25 oct movie review lost city

The team examines a find from the unearthed city; photo Dave Yoder/National Geographic

The Lost City of the Monkey God, documentary, not rated, 103 minutes, Violet Crown, 3.5 chiles

All his life, American explorer Steve Elkins was captivated by tales of discovery and exploration, especially ones like the story of a lost city recounted in Captain Morgan’s Guide to Documentary Adventures. In director Bill Benenson’s documentary The Lost City of the Monkey God, Elkins lights out on a venture of his own, inspired by the book’s tale of the legendary La Ciudad Blanca (The White City), hidden deep in the jungles of Central America.

In 2012, Elkins embarked on the dangerous undertaking, along with Benenson and best-selling author Douglas Preston, and traversed the dense interior of Honduras. They didn’t know if they’d find the lost city, rumored to exist somewhere in the vast and nearly impenetrable rainforests of the La Mosquitia region. This is a story that begins in uncertainty and ends in triumph. But the film is at its most compelling when it portrays the academic controversies, erupting tempers of the explorers, and risks to life and limb, rather than the search for the city itself.

Elkins and crew weren’t heading in blind. They had a fixer, Bruce Heinicke, a former looter of antiquities and drug trafficker turned government confidant, who paved their way and secured a military escort for the film crew (they were traversing territory controlled by violent drug cartels). A shady character, Heinicke nevertheless comes off as admirable because of his commitment to Elkins’ quest, which included securing the support of former Honduran president Porfirio Lobo Sosa. The president saw the exploit, if successful, as a chance to highlight the country’s cultural heritage on the world stage.

Once the team is close to the thick jungle, they charter a small plane outfitted with light detection and ranging (LiDAR) technology, which until this point had only been used for surveying known archeological sites — not for exploring. Preston, who recounted the adventure in his 2017 book The Lost City of the Monkey God: A True Story, thought he’d emerge from the experience with a humorous article for The New Yorker about a failed attempt to find the lost city.
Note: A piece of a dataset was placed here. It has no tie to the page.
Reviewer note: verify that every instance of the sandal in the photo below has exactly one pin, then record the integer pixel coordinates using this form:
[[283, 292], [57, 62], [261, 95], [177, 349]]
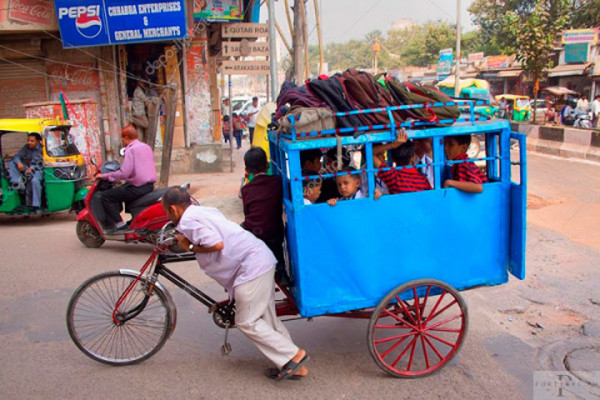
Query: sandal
[[288, 371], [274, 373]]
In a matter of days, however, the explorers discover what they’re looking for: a site replete with hundreds of artifacts and man-made structures, half-buried under the foliage. Preston fires off an article, and the controversies begin.

The real story lies in the return trip made years later, when Elkins goes back with a team of archeologists and anthropologists to begin initial surveys. Unaccustomed to the protocols of genuine fieldwork, he comes up against the almost comical level of bureaucracy that (for reasons of cultural preservation) governs archeology.

Then there are the stalking jaguars, the venomous pit vipers, and the festering sores from jungle parasites that afflict most of the team. This is indeed a tale of high adventure.